A Sudanese Celebration of Sarah Maguire (1957-2017), Founder of the Poetry Translation Centre in London

Poet Sarah Maguire (1957-2017) died at the end of last year at age 60. The author of four collections of poetry, she founded London’s “Poetry Translation Centre,” which became a hub for translators, poets, and those who loved poetry. At the end of March, poetry lovers got together to remember her:

By Norbert Hirschhorn

Photo credit: Crispin Hughes.

The celebration was held on the 24th of March, 2018, to a full audience at the AM Qattan Foundation Mosaic Rooms in London. Sarah was a special friend to many poets of all nations, whose works she helped bring into English through the Poetry Translation Centre (PTC), which she founded in 2004. (I joined shortly after.) Sudanese poets were among the dozens coming from 45 southern nations, whose poems the Centre’s workshops translated. An anthology published in 2014, My Voice: A Decade of Poems from the Poetry Translation Centre (Bloodaxe Books, Ltd.), presented 111 of these poems.

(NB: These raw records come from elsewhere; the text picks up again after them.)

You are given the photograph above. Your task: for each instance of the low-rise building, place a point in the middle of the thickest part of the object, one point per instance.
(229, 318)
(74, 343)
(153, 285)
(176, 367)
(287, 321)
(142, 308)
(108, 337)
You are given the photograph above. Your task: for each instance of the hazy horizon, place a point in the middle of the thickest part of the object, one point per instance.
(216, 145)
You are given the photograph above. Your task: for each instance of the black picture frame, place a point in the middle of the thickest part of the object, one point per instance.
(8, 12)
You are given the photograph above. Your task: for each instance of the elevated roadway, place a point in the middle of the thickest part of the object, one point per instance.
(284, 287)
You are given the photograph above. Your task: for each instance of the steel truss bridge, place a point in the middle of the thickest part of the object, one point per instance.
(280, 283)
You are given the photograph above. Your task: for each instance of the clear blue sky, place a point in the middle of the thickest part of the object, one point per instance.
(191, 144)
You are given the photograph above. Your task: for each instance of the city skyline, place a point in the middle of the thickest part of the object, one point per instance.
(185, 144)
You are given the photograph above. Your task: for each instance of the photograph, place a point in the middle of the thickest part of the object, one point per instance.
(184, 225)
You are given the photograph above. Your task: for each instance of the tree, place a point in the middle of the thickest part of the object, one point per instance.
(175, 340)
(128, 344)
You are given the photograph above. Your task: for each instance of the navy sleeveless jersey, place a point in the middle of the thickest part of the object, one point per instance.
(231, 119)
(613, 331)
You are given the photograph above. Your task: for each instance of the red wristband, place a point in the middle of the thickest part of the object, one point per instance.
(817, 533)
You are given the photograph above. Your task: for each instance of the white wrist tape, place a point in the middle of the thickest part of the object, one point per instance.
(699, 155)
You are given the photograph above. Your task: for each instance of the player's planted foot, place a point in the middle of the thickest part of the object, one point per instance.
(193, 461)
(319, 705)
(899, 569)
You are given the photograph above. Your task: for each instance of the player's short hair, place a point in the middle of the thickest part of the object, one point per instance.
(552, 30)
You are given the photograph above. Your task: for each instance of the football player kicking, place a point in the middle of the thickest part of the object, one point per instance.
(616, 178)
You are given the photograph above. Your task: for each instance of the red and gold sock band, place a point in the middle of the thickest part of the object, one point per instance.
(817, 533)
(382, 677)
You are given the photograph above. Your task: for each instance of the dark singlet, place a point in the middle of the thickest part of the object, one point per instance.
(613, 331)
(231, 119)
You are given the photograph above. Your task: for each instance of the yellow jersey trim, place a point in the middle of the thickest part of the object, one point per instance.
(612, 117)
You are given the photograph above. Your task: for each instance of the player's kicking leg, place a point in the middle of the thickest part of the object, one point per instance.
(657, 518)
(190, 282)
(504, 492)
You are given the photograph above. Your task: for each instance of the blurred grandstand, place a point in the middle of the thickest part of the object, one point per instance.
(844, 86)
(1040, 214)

Eulogies in Arabic and English were given by Al-Saddiq Al-Raddi, Rashid Sid Ahmed, and (by video) Sabry Hafez.  Al-Saddiq-Al Raddi’s poems were presented in both languages, as well as Sarah’s own poems that had been translated into Arabic.  She is one of a few English poets whose work appears in an all-Arabic edition. Accomplished in the craft, Sarah was shortlisted for the T.S. Eliot Prize in 2007, and the Forward Prize (best single poem) in 2005 and 2007. Her early training as a gardener led to being poet-in-residence at the Chelsea Physic Garden, and editor of A Green Thought in a Green Shade: Poetry in the Garden (Poetry Society, 2000) and Flora Poetica: The Chatto Book of Botanical Verse (Chatto and Windus, 2001).

Sarah’s commitment to translation of poets from southern nations began when she was sent by the British Council in 1996 to Palestine.  Through engagement with poets around the world, she developed the determination to fight the notion of ‘otherness’. Sarah chaired the workshops in the same inclusive spirit, and taught me much, and not only about translation.

A PowerPoint sequence of photographs of Sarah, which ran from childhood through to a late moment in her life: sitting, feisty and smiling, in a hospital lounge chair receiving chemotherapy for breast cancer, showed what the eulogists spoke of — her resilience, determination, joyfulness, and generosity.